Wednesday, June 3, 2009

While we worked in the kitchen, Alfrida talked to me about celebrities--actors, even minor movie stars, who had made stage appearances in the city where she lived. In a lowered voice broken by wildly disrespectful laughter, she told me rumors about their bad behavior, the private scandals that had never made it into the magazines. She mentioned queers, artificial bosoms, household triangles--all things I had found hints of in my reading but felt giddy to hear about, even at third or fourth hand, in real life.
Alfrida's teeth always got my attention, so that, even during these confidential recitals, I sometimes lost track of what was being said. Her front teeth were all of a slightly different color, no two alike. Some tended toward shades of dark ivory; others were opalescent, shadowed with lilac, and gave out fish-flashes of silver rims, occasionally a gleam of gold. People's teeth then seldom made such a solid, handsome show as they do now--unless they were false--but Alfrida's were unusual in their individuality, clear separation, and size. When Alfrida let out some jibe that was especially, knowingly outrageous, they seemed to leap to the fore like jolly spear fighters.
"She always did have trouble with her teeth," the aunts said. "She had that abscess, remember--the poison went all through her body."
How like them, I thought, to pick on any weakness in a superior person, to zoom in on any physical distress.
"Why doesn't she just have them all out and be done with it?" they said.
"Likely she couldn't afford it," my grandmother said, surprising everybody, as she sometimes did, by showing that she had been keeping up with a conversation all along.
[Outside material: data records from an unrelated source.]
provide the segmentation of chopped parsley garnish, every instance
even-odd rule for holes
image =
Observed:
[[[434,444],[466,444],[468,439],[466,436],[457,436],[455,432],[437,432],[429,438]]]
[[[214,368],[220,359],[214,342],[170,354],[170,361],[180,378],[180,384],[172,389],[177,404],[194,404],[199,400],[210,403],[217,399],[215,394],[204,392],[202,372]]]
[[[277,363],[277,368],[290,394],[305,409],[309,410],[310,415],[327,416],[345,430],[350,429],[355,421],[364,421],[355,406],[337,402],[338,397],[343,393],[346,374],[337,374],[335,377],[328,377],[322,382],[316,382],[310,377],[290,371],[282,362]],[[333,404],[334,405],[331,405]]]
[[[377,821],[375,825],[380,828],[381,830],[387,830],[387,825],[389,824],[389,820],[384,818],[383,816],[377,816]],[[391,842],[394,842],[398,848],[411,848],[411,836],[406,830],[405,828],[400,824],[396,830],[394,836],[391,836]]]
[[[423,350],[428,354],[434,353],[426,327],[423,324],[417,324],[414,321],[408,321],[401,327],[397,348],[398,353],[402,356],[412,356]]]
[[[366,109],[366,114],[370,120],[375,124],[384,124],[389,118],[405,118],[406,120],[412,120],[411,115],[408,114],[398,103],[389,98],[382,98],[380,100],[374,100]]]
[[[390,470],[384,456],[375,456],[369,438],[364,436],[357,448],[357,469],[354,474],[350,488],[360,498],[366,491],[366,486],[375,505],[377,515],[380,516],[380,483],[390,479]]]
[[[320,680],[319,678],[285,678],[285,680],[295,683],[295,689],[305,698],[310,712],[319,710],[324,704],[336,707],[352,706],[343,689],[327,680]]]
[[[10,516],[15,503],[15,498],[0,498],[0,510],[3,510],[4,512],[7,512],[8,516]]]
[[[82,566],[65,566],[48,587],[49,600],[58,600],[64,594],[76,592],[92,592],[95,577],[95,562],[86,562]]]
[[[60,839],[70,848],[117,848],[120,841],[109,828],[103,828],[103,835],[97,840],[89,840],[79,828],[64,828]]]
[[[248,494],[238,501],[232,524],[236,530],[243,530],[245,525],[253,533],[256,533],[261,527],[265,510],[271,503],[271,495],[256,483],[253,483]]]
And surprising me with the new, everyday sort of light this shone on Alfrida's life. I had believed that Alfrida was rich, at least in comparison with the rest of the family. She lived in an apartment--I had never seen it, but to me that fact conveyed at least the idea of a very civilized life--and she wore clothes that were not homemade, and her shoes were not Oxfords like the shoes of practically all the other grownup women I knew; they were sandals made of bright strips of plastic. It was hard to know whether my grandmother was simply living in the past, when getting your teeth done was the solemn, crowning expense of a lifetime, or whether she really knew things about Alfrida's life that I would not have guesseed.